The distribution of body fatness abdominally is known to be the major contributor to the adverse effects of body fat on health and has a strong genetic component (up to 70% can be explained by the genes).

Although obesity is generally considered a health hazard, results from several prospective and metabolic studies have shown that it is not the absolute excess of adipose tissue that is associated with an increased prevalence of diabetes, hypertension, hyperlipidaemia and cardiovascular disease, but rather the regional distribution of body fat. Abdominal fatness caused by excess fat around the intestines (known as visceral fat) rather than caused by fat located under the abdominal skin (known as subcutaneous fat) is particularly harmful.

Abdominal fat, irrespective of body size, will predispose to such conditions.

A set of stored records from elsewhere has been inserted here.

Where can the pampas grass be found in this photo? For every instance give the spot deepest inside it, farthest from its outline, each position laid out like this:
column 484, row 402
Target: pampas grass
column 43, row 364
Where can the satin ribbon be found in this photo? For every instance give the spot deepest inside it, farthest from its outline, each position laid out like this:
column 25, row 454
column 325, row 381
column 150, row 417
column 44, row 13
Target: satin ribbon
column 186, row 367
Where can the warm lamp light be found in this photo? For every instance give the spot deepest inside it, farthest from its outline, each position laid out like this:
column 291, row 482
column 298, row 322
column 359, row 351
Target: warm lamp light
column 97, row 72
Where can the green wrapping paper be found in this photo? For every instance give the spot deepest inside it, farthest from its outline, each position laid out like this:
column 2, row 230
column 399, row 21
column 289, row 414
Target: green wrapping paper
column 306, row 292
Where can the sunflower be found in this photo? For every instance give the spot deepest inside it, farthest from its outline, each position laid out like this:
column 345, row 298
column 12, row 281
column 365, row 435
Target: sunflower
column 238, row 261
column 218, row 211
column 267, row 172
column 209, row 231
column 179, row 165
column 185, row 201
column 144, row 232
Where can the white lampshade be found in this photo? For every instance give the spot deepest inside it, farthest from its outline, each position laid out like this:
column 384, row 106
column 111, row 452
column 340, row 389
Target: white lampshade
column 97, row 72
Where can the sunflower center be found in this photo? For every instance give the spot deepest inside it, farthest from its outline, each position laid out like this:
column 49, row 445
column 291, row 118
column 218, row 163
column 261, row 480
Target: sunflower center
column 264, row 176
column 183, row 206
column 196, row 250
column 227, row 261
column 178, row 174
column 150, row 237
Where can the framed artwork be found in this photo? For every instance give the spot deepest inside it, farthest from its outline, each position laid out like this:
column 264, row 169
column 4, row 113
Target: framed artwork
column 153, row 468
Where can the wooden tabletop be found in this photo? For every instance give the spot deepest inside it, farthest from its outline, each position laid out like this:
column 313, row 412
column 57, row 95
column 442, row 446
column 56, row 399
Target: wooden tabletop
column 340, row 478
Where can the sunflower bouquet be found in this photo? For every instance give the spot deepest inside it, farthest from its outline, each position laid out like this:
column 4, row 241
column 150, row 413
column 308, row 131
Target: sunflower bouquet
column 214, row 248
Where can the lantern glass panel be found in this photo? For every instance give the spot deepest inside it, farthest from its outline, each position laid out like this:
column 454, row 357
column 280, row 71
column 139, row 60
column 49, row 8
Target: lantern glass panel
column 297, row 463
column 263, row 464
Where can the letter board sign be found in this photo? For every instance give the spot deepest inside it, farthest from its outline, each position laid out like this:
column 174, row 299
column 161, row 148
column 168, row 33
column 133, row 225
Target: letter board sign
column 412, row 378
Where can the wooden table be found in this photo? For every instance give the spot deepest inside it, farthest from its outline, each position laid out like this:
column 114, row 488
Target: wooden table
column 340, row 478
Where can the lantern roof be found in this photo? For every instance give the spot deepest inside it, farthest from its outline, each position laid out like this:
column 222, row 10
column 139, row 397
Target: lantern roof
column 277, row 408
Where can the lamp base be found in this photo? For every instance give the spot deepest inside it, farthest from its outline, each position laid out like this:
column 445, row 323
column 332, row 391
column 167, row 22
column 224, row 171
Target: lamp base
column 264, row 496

Compared with subcutaneous fat, visceral fat has more cells per unit, higher blood flow, more glucocorticoid (cortisol) receptors, possibly more androgen receptors and greater catecholamine-induced lipolysis. The average woman has a size 10 top and 14 bottom = pear shape. The more pear shaped, the greater the sensitivity to effects of estrogen; weight tends to be gained first on the hips and lost last from the hips and thighs. Fat cells in lower body are larger and have more lipogenic storage enzymes.

The WHR is not closely related to total body fat (r=0.39) but it has fairly close relationships with the amount of visceral adipose tissue in men (r=0.5 to 0.8).

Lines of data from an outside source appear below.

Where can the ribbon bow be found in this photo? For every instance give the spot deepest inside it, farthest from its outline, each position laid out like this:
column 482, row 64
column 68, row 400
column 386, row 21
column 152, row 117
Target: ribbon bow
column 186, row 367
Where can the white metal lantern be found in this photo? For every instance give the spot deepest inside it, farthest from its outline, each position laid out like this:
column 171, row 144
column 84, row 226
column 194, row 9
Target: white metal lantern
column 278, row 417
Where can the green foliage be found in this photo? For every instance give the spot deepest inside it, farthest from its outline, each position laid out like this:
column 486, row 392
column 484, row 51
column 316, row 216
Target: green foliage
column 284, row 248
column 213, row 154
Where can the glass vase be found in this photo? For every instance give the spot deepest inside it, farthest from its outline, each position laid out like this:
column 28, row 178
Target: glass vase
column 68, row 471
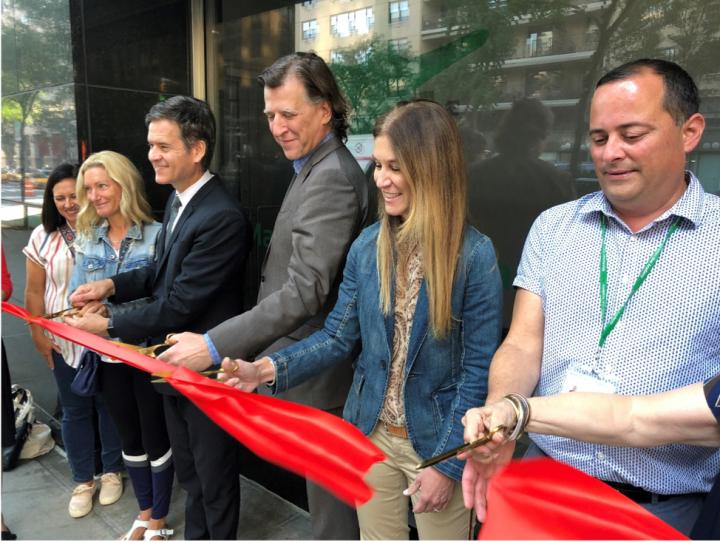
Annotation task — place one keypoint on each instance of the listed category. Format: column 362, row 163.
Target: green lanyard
column 609, row 326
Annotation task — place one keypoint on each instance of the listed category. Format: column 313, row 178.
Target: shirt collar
column 193, row 189
column 689, row 206
column 300, row 162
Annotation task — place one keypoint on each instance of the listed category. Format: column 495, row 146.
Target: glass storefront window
column 39, row 128
column 479, row 59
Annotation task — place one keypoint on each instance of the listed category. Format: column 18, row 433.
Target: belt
column 639, row 495
column 396, row 430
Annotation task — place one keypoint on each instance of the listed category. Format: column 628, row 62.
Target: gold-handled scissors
column 64, row 312
column 487, row 437
column 162, row 376
column 147, row 350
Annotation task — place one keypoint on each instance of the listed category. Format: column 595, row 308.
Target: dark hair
column 319, row 83
column 50, row 216
column 193, row 116
column 681, row 98
column 523, row 127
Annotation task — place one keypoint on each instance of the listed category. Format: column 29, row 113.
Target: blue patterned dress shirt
column 668, row 337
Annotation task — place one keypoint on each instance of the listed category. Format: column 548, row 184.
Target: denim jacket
column 95, row 258
column 443, row 377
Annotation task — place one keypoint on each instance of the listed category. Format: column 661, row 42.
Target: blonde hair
column 428, row 148
column 133, row 204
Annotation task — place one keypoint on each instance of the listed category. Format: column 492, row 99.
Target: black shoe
column 11, row 454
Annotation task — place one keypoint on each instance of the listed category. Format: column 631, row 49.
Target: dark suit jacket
column 198, row 282
column 324, row 209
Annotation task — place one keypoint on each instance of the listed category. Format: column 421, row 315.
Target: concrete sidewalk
column 36, row 493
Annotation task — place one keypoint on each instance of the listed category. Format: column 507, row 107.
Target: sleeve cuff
column 271, row 384
column 214, row 354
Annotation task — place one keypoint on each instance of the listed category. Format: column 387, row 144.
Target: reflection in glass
column 39, row 131
column 477, row 58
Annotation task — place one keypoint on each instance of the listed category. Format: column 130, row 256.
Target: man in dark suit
column 323, row 211
column 195, row 284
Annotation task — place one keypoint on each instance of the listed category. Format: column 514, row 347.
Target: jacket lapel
column 196, row 200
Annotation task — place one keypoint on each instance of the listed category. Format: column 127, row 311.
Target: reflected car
column 10, row 174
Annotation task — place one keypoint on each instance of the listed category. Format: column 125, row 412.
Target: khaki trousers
column 385, row 515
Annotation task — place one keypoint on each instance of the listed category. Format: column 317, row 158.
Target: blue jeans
column 78, row 430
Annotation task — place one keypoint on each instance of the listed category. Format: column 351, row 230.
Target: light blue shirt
column 668, row 337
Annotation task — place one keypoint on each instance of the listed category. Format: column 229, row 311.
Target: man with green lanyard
column 619, row 291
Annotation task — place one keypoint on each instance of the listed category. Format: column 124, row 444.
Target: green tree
column 373, row 75
column 36, row 55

The simplest measure that reflects body type is waist to hip ratio (WHR), which is calculated by dividing the waist/abdominal circumference by the hip circumference (greatest gluteal protuberance). WHR has been measured differently by various researchers, but they have all been found to have similar predictive strength in relation to lipid and carbohydrate metabolism:

1. minimal waist & maximal hip ; 2. maximal umbilical & greater trochanter ; 3. abdominal (midway between iliac crest/hip bone and lowest rib margin) maximal hip circumference (greatest gluteal protuberance)

The maximal umbilical and greater trochanter have been used successfully in many populations (including Chinese, Greek, Indian, Anglo-Celtic elderly) by researchers in the International Health & Development Unit at Monash University to describe abdominal obesity.

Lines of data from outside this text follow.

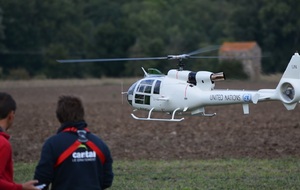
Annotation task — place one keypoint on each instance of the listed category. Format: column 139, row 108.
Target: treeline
column 35, row 33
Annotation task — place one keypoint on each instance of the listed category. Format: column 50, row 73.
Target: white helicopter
column 186, row 92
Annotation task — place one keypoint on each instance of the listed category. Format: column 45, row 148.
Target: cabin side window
column 144, row 88
column 157, row 87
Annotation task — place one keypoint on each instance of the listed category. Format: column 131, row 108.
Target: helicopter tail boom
column 288, row 89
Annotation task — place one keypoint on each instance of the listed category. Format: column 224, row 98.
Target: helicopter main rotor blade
column 109, row 60
column 203, row 50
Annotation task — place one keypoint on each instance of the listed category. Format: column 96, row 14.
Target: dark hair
column 7, row 104
column 69, row 109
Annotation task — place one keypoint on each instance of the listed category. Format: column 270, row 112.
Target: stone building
column 248, row 53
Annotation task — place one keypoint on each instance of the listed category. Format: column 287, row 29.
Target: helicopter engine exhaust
column 217, row 77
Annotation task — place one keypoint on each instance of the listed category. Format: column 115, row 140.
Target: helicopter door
column 143, row 92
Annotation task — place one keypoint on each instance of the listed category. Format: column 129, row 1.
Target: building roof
column 237, row 46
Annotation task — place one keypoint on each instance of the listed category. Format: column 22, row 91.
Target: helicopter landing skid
column 157, row 119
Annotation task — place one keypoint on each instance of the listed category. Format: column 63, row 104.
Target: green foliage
column 34, row 34
column 232, row 69
column 197, row 174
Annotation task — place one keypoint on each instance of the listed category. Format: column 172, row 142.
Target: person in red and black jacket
column 7, row 115
column 74, row 158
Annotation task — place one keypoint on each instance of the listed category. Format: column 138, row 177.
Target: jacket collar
column 79, row 125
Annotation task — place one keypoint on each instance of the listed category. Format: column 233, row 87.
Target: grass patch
column 197, row 174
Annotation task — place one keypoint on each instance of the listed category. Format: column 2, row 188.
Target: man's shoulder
column 4, row 141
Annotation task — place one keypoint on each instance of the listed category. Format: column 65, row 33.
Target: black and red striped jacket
column 82, row 168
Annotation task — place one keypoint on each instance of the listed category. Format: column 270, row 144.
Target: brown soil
column 270, row 131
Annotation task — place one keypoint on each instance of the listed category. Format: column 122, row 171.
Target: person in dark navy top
column 74, row 158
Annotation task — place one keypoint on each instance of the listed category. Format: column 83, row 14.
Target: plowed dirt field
column 269, row 131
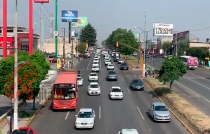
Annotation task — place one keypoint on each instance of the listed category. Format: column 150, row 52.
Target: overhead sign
column 81, row 22
column 69, row 16
column 161, row 29
column 41, row 1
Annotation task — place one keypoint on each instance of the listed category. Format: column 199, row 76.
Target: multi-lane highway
column 194, row 86
column 111, row 116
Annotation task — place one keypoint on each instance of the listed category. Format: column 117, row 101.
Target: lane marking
column 99, row 114
column 128, row 91
column 140, row 112
column 89, row 63
column 67, row 115
column 189, row 89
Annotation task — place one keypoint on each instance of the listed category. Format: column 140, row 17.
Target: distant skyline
column 108, row 15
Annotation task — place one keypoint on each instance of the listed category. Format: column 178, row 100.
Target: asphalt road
column 111, row 116
column 194, row 86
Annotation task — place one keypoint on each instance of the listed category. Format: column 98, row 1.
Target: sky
column 108, row 15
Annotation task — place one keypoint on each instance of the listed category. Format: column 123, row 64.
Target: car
column 85, row 118
column 110, row 67
column 120, row 61
column 95, row 68
column 159, row 112
column 124, row 66
column 93, row 77
column 94, row 89
column 107, row 61
column 128, row 131
column 111, row 75
column 116, row 93
column 79, row 81
column 24, row 130
column 137, row 84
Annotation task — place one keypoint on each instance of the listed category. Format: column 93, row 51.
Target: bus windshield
column 64, row 93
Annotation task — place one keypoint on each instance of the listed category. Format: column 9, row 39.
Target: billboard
column 69, row 15
column 41, row 1
column 81, row 22
column 181, row 36
column 161, row 29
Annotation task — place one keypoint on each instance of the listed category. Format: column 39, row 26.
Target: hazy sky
column 108, row 15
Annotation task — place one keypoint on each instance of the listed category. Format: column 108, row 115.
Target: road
column 194, row 86
column 111, row 116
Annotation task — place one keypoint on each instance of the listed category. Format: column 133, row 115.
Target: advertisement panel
column 81, row 22
column 41, row 1
column 69, row 16
column 161, row 29
column 181, row 36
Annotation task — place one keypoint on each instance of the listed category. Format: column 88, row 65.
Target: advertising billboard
column 161, row 29
column 41, row 1
column 69, row 15
column 81, row 22
column 181, row 36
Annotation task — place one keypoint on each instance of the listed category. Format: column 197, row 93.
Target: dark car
column 124, row 66
column 111, row 75
column 137, row 84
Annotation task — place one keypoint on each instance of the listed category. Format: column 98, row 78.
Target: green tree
column 183, row 45
column 172, row 69
column 166, row 47
column 81, row 47
column 123, row 36
column 88, row 35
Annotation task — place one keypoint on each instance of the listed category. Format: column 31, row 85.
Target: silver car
column 159, row 112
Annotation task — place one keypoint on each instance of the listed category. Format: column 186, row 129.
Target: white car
column 116, row 93
column 93, row 77
column 85, row 118
column 95, row 68
column 94, row 89
column 110, row 67
column 106, row 62
column 79, row 81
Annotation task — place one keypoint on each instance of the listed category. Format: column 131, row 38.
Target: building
column 23, row 40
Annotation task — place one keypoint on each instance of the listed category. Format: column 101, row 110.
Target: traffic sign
column 55, row 33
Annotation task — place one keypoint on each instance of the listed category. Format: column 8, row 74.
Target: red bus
column 65, row 91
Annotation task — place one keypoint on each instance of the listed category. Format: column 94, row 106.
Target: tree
column 198, row 52
column 183, row 45
column 166, row 47
column 172, row 68
column 88, row 35
column 81, row 47
column 127, row 41
column 27, row 77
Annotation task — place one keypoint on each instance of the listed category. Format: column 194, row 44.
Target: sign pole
column 56, row 28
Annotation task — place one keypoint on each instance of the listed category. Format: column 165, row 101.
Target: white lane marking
column 89, row 64
column 188, row 89
column 122, row 79
column 67, row 114
column 99, row 114
column 140, row 112
column 128, row 91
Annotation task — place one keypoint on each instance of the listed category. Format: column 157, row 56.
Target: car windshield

The last measure (also known as the abdominal hip ratio) has been recommended recently by the World Health Organisation in order to standardise all future measurements. WHR greater than 0.9 for men and 0.8 for women indicates central or android fat distribution. If the WHR is accompanied by a high body mass index (>25) this will compound the risk for morbidity and mortality.



Recent research has shown that abdominal circumference is a better predictor of health risks than BMI and waist hip ratio. Waist circumference is measured at the narrowest circumference between the lower border of the ribs and the upper border of the iliac crest. Increased waist circumference is associated with an increased risk of type2 diabetes, dyslipidaemia, hypertension and cerebrovascular disease in patients with BMIs over 25.

In ethnic groups where the build is slight, such as in many Asian countries, a lesser degree of abdominal fatness may still put the person at risk of developing chronic diseases, especially if BMI is over 23.